É verdade que ser politicamente contrário dentro de sua própria família, grupo de amigos ou grupo de trabalho hoje em dia muitas vezes traz riscos. Portanto, a segunda semana do Desafio da Coragem Política se concentra nisso – como ajudar a abrir nossos próprios grupos para novas informações e possibilidades.
Na verdade, fizemos em vários desses exercícios recentemente e aqui está o que aprendemos.
Verifique sua coragem
Em primeiro lugar, fizemos essa breve avaliação de coragem social, que nos permitiu verificar nosso próprio nível de conforto ao assumir riscos sociais em grupo e considerar as possíveis consequências imprevistas de fazê-lo.
Peter: Concentrei-me em minhas experiências em meu local de trabalho, a Columbia University, para este exercício. A liberdade intelectual é supostamente celebrada nas universidades americanas, mas minha “avaliação de coragem social” revelou como foi difícil para mim encontrar coragem para nadar contra a corrente no ambiente de trabalho. Muitas vezes, parece ser esperado demonstrar fortes sensibilidades progressistas em minha faculdade, mas parecia também haver pouca tolerância para questioná-las – até mesmo apontar as possíveis consequências negativas das políticas frequentemente bem-intencionadas propostas para implementá-las na prática. Falar sobre tais assuntos me deixou muito desconfortável e muitas vezes recebi silêncio (sendo bem honesto, sou um homem mais velho, branco, heterossexual e titular fixo que interroga esses assuntos). No entanto, pareceu-me uma conversa importante – especialmente em uma instituição onde a liberdade de expressão está em declínio. Foi difícil, mas estou trabalhando nisso.
Conheça sua necessidade de pertencer
Em março de 2023, Adam Hoffman, aluno do último ano de Princeton, escreveu um artigo no New York Times sobre sua experiência de se tornar um conservador mais radicalizado e extremo em seu campus, impulsionado por uma confluência de eventos, incluindo estar matriculado em um dos “campi puritanos progressistas que alienam estudantes conservadores de seus colegas progressistas e da faculdade como um todo”. Essa é uma dinâmica comum em ambientes hiperpolarizados – quanto mais extremos e arraigados eles se tornam, mais inclinados nos tornamos a espelhá-los no extremo oposto.

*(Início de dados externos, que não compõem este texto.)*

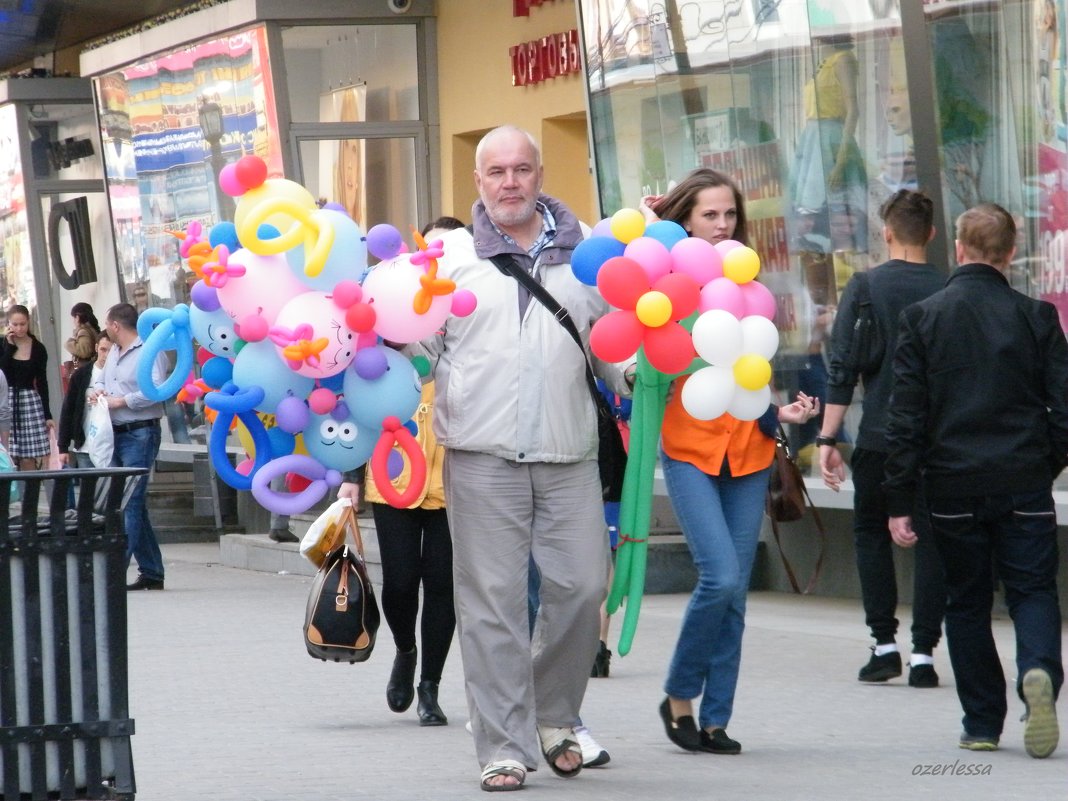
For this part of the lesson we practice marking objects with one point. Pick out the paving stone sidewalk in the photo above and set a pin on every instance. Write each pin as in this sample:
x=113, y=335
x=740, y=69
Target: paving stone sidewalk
x=230, y=707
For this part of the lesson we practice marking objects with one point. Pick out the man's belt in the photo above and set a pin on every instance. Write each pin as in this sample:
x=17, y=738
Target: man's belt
x=123, y=427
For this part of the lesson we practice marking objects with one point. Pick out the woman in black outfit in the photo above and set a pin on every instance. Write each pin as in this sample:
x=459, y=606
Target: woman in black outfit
x=25, y=363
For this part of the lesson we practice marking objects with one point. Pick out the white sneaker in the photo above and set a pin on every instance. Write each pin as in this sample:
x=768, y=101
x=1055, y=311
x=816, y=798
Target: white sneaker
x=593, y=754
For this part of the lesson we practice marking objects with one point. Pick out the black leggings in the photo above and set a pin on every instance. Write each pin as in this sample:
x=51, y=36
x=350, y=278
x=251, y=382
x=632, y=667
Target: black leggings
x=415, y=546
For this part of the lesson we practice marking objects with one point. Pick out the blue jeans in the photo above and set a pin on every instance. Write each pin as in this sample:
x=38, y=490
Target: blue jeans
x=139, y=448
x=721, y=521
x=1018, y=534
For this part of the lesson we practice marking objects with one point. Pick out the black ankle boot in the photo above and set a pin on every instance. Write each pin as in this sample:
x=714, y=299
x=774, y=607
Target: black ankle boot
x=429, y=712
x=401, y=690
x=600, y=662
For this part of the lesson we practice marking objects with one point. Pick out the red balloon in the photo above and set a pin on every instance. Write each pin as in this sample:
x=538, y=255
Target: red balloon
x=616, y=335
x=669, y=348
x=681, y=291
x=622, y=281
x=251, y=171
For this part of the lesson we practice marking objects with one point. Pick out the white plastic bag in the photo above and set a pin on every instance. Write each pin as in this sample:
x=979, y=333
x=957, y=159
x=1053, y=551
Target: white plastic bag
x=99, y=438
x=324, y=535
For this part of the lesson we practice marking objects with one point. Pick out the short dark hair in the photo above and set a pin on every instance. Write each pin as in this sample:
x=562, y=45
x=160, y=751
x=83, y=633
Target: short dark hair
x=445, y=223
x=910, y=216
x=678, y=203
x=987, y=232
x=124, y=314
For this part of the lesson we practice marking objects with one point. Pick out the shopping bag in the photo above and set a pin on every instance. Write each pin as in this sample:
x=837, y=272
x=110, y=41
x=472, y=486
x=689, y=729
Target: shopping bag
x=328, y=531
x=99, y=437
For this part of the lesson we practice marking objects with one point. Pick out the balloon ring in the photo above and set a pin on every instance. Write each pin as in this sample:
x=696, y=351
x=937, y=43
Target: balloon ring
x=172, y=333
x=394, y=433
x=311, y=229
x=293, y=503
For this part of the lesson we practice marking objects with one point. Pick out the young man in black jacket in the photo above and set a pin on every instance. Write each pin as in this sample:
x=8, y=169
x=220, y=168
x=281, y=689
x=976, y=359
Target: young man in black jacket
x=979, y=418
x=907, y=278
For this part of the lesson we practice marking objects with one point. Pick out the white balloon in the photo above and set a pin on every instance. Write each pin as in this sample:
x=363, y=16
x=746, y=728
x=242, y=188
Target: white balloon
x=749, y=404
x=718, y=338
x=759, y=335
x=708, y=392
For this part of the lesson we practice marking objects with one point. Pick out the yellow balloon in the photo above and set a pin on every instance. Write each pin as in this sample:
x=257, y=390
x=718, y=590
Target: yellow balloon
x=653, y=309
x=627, y=224
x=741, y=264
x=752, y=372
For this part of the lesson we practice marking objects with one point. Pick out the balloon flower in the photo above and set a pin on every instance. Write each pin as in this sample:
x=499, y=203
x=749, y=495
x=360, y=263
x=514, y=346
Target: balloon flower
x=658, y=280
x=288, y=351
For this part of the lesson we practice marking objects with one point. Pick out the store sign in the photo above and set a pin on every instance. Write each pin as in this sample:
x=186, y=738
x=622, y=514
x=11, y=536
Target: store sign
x=522, y=8
x=539, y=60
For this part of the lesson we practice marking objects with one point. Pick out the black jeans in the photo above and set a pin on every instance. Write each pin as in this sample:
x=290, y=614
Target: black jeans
x=875, y=561
x=417, y=547
x=1018, y=534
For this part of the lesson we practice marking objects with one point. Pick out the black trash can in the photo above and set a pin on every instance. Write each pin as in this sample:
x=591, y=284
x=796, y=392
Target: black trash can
x=64, y=717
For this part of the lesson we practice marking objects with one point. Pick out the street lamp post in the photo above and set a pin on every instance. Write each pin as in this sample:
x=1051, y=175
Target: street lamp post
x=209, y=114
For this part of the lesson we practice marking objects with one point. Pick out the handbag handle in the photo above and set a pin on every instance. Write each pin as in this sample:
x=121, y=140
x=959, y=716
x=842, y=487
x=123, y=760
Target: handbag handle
x=790, y=575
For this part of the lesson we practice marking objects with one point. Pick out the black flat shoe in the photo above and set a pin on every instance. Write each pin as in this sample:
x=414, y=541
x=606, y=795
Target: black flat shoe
x=401, y=690
x=429, y=712
x=680, y=731
x=719, y=742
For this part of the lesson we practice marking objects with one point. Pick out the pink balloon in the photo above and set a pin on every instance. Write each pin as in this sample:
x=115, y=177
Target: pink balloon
x=229, y=182
x=697, y=258
x=652, y=255
x=758, y=300
x=464, y=302
x=327, y=322
x=723, y=294
x=602, y=229
x=390, y=287
x=266, y=286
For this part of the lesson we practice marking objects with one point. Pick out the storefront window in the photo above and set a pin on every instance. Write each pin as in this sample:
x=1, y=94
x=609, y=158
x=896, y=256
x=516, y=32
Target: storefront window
x=807, y=105
x=377, y=66
x=16, y=266
x=169, y=125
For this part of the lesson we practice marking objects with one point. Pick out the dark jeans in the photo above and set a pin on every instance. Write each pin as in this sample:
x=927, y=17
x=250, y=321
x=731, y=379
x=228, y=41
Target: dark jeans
x=875, y=561
x=415, y=547
x=1018, y=534
x=139, y=448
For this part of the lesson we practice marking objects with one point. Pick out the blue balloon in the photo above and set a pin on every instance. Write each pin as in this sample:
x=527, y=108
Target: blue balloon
x=214, y=331
x=224, y=233
x=665, y=232
x=216, y=372
x=340, y=444
x=395, y=393
x=258, y=364
x=590, y=254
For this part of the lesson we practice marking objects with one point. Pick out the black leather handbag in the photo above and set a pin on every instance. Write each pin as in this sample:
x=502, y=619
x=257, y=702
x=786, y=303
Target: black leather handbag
x=342, y=617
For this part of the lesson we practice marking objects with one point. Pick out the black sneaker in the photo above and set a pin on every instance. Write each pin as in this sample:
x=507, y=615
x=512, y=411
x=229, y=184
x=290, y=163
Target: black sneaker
x=880, y=669
x=719, y=742
x=145, y=583
x=601, y=662
x=922, y=675
x=283, y=535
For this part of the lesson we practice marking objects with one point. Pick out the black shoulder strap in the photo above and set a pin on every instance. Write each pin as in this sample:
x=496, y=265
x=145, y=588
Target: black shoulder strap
x=508, y=266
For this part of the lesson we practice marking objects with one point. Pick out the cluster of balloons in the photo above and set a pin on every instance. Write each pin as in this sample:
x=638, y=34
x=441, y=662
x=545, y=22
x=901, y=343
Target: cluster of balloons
x=658, y=278
x=682, y=305
x=291, y=343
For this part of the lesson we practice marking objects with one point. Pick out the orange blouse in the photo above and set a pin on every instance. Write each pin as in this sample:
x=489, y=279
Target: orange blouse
x=704, y=443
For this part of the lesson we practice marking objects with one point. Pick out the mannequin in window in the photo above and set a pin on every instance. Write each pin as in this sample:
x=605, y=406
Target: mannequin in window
x=829, y=168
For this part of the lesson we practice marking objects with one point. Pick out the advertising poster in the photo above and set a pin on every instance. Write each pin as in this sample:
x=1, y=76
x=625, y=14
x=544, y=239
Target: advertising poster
x=163, y=153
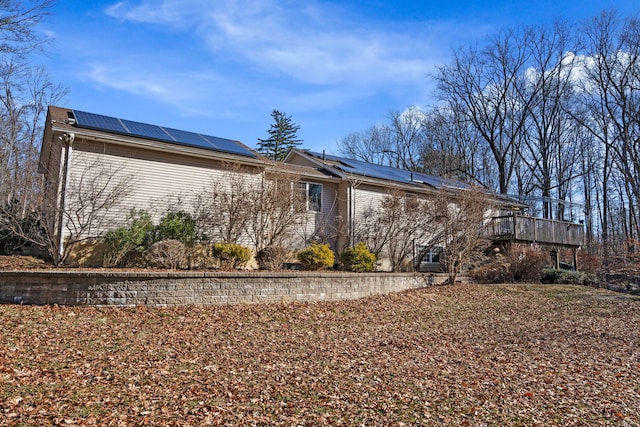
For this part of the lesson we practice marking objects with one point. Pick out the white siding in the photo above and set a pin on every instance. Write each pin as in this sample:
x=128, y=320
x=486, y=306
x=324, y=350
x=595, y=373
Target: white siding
x=157, y=181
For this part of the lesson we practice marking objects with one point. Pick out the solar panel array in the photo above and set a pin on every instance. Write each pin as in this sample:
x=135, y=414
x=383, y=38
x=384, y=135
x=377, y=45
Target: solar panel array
x=159, y=133
x=358, y=167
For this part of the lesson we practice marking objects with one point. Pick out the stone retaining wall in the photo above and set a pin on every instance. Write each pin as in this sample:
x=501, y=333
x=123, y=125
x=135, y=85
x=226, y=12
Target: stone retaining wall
x=113, y=288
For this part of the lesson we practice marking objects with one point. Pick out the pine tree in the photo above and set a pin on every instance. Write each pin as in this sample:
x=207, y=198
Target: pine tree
x=282, y=137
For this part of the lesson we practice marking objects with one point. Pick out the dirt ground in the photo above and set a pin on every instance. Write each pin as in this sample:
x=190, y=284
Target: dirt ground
x=462, y=355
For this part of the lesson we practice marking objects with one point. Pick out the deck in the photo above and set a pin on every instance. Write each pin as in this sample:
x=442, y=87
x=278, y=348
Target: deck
x=524, y=229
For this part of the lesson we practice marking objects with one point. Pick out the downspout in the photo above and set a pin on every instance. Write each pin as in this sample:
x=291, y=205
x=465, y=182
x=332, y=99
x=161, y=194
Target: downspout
x=350, y=215
x=68, y=139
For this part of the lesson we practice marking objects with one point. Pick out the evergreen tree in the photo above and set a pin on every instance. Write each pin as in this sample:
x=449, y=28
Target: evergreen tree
x=282, y=137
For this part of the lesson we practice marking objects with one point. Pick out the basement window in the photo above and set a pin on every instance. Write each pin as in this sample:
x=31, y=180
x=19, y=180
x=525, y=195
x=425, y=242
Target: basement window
x=313, y=195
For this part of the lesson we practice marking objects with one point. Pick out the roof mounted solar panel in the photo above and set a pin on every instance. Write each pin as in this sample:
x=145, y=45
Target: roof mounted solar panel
x=98, y=122
x=189, y=138
x=159, y=133
x=147, y=131
x=228, y=145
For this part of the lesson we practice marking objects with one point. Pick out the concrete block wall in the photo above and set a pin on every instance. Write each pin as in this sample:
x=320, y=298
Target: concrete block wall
x=155, y=288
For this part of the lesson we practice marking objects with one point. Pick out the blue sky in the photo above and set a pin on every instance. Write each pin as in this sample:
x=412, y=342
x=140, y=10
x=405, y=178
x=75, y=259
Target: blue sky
x=220, y=67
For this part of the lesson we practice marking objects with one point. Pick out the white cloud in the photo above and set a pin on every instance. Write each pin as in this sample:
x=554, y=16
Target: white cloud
x=314, y=44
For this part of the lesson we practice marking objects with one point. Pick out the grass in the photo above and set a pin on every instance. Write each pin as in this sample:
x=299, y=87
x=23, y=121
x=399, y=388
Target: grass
x=454, y=355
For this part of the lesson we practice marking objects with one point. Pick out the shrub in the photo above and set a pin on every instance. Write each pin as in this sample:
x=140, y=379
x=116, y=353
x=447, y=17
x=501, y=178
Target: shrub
x=231, y=255
x=167, y=254
x=358, y=258
x=133, y=239
x=492, y=272
x=526, y=264
x=272, y=257
x=316, y=257
x=179, y=226
x=555, y=276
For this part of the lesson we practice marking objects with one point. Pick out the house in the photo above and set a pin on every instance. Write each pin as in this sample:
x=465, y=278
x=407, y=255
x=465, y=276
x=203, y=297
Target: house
x=97, y=168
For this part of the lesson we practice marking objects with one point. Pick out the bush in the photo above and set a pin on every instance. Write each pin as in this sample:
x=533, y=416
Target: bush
x=358, y=258
x=493, y=272
x=526, y=264
x=12, y=241
x=231, y=255
x=555, y=276
x=167, y=254
x=179, y=226
x=316, y=257
x=125, y=242
x=272, y=257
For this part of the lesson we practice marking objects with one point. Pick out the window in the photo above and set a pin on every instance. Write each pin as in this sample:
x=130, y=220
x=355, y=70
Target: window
x=313, y=194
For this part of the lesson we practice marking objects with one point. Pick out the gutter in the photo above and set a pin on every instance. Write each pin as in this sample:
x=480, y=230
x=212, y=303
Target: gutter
x=68, y=139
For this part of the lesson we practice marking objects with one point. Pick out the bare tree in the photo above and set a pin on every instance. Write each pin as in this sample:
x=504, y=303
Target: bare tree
x=223, y=209
x=393, y=228
x=610, y=112
x=488, y=88
x=398, y=144
x=86, y=209
x=275, y=209
x=263, y=211
x=460, y=219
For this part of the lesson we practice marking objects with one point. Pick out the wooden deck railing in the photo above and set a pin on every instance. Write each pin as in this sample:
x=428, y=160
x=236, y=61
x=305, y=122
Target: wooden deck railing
x=528, y=229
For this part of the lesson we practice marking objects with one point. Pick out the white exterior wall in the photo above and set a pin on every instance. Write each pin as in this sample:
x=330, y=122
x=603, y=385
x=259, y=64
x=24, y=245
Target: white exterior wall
x=158, y=181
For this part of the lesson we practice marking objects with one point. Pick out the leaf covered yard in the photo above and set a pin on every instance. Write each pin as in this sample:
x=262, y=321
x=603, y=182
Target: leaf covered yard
x=454, y=355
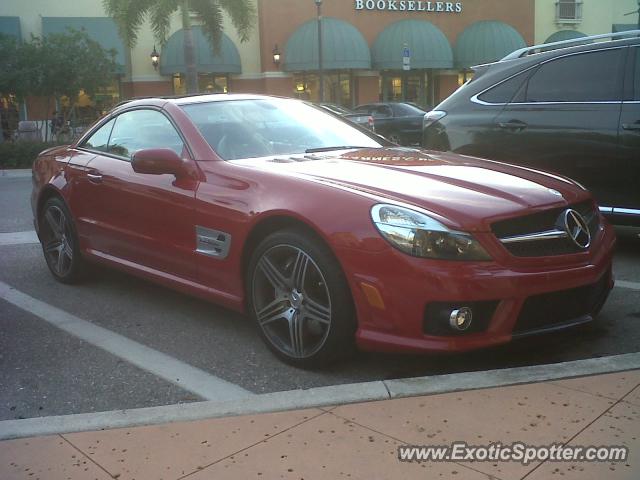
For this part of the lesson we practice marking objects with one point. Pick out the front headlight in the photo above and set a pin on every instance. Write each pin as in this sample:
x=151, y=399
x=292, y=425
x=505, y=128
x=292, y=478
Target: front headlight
x=419, y=235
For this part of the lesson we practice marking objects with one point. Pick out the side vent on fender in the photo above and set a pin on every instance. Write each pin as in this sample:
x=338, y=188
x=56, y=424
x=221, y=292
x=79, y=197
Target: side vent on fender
x=213, y=243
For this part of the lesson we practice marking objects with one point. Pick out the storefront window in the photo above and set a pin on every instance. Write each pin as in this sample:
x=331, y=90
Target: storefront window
x=207, y=83
x=338, y=88
x=85, y=110
x=405, y=87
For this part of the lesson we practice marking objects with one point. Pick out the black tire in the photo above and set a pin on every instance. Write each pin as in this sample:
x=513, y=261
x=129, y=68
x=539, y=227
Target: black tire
x=324, y=290
x=59, y=242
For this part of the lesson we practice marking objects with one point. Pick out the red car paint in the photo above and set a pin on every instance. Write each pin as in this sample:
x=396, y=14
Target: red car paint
x=145, y=224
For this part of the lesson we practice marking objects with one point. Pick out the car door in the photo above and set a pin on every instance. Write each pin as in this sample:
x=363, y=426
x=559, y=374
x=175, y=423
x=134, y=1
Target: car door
x=627, y=197
x=383, y=119
x=564, y=119
x=79, y=180
x=141, y=220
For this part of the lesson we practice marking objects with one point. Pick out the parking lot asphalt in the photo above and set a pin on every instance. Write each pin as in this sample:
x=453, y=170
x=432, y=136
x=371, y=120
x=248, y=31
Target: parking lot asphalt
x=46, y=371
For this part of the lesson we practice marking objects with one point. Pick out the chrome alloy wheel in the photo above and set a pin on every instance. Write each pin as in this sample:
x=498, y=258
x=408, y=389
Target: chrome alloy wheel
x=57, y=240
x=291, y=301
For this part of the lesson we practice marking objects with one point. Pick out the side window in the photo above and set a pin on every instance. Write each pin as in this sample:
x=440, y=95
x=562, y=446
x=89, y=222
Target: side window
x=139, y=129
x=586, y=77
x=382, y=111
x=100, y=139
x=506, y=91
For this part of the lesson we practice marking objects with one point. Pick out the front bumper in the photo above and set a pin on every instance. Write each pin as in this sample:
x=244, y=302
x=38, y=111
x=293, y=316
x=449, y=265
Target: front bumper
x=520, y=300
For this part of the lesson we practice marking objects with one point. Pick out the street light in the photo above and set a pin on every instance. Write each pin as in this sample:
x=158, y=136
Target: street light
x=155, y=58
x=320, y=67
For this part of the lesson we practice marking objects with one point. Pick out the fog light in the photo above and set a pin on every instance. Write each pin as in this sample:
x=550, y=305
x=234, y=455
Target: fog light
x=460, y=319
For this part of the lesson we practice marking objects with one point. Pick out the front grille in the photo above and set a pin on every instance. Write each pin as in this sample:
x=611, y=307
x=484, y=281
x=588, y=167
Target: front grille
x=541, y=222
x=549, y=309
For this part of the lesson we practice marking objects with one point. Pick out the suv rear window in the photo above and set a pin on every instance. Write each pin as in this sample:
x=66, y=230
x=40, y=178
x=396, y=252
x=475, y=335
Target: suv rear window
x=505, y=91
x=586, y=77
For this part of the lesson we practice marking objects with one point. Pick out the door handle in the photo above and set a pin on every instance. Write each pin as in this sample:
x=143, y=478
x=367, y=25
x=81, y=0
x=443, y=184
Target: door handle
x=94, y=177
x=513, y=125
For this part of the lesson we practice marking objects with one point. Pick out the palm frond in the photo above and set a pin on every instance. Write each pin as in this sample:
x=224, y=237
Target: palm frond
x=210, y=14
x=242, y=13
x=160, y=17
x=128, y=15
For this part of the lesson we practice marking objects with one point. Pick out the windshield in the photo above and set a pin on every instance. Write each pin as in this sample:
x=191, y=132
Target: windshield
x=254, y=128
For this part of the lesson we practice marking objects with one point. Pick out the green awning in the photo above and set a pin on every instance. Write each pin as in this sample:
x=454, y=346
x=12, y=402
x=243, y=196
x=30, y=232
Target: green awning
x=101, y=29
x=10, y=26
x=565, y=35
x=172, y=55
x=486, y=42
x=428, y=46
x=343, y=47
x=623, y=27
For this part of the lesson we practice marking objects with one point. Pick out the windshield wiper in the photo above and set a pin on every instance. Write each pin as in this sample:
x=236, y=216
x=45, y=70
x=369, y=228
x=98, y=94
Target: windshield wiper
x=328, y=149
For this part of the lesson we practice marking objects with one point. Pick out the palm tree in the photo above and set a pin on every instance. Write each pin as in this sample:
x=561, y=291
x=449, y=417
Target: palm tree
x=129, y=15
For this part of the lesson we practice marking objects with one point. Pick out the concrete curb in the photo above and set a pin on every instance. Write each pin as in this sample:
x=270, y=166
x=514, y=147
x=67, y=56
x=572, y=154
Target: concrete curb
x=15, y=173
x=316, y=397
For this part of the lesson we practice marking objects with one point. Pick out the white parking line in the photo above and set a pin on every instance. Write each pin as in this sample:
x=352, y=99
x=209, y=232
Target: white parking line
x=18, y=238
x=161, y=365
x=629, y=285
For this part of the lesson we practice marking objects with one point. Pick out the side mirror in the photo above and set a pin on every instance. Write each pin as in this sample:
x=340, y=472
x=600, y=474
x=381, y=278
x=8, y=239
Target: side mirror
x=158, y=161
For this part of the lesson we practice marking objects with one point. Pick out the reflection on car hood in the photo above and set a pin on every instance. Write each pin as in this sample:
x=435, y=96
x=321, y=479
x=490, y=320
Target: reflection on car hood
x=469, y=191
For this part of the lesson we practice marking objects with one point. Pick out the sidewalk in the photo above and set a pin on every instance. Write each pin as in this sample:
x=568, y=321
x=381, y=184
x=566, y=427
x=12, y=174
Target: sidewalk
x=358, y=441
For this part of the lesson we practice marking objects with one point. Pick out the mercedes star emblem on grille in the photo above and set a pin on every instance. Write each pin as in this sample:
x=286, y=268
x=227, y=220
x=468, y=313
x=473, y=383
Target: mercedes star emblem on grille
x=577, y=228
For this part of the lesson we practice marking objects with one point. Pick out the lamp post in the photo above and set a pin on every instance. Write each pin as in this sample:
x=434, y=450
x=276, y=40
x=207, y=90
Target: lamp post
x=634, y=12
x=320, y=66
x=155, y=58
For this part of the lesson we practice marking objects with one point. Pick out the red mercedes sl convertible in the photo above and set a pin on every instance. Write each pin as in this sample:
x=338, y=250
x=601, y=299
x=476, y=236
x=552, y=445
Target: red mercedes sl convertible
x=327, y=235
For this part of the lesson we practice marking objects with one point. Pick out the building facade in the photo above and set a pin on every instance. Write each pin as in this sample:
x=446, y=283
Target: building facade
x=557, y=20
x=417, y=51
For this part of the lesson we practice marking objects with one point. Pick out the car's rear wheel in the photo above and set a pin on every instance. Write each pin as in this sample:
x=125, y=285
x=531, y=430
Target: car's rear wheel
x=300, y=300
x=60, y=242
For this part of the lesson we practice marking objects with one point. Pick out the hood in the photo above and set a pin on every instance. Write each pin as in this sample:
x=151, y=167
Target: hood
x=465, y=192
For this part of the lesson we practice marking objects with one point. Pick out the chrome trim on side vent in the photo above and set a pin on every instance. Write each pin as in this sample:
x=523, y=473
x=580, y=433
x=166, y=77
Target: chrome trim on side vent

Além disso, estudos mostraram que, nas últimas décadas, nossa confiança uns nos outros e nas instituições religiosas e comerciais na América despencou, fazendo com que muitos de nós nos sintamos mais isolados e sozinhos. Isso, é claro, é um solo fértil para nos sentirmos atraídos por grupos que nos acolhem – até mesmo nos recrutam – oferecendo-nos um senso claro e vívido de significado e pertencimento com mensagens como “você é especial, subestimado e ameaçado”. Então, hoje muitos de nós estamos enfrentando a dor de nos sentirmos excluídos e sozinhos.
Uma maneira de avaliar suas experiências em relação a essa vulnerabilidade é usar a escala Necessidade de Pertencimento, que mede seu nível atual de motivação para ser aceito pelos outros e evitar ser rejeitado. Aumentar sua consciência dessa necessidade é uma maneira de mitigar sua influência.
Pearce: Fiquei perturbado, francamente envergonhado, ao perceber como tenho sido suscetível ao tribalismo ultimamente. Eu tenho uma forte necessidade de pertencer. No entanto, como tantos americanos hoje, sinto-me politicamente desabrigado, solitário fora do binário nós-contra-eles. Solitário, mas ainda na linha de fogo. Muitas vezes me sinto condenado ao ostracismo e repelido pela demonização a conservadores e cristãos. Eu entendo a tentação de se apegar a uma tribo, de sair da solidão, de encontrar pertencimento na batalha.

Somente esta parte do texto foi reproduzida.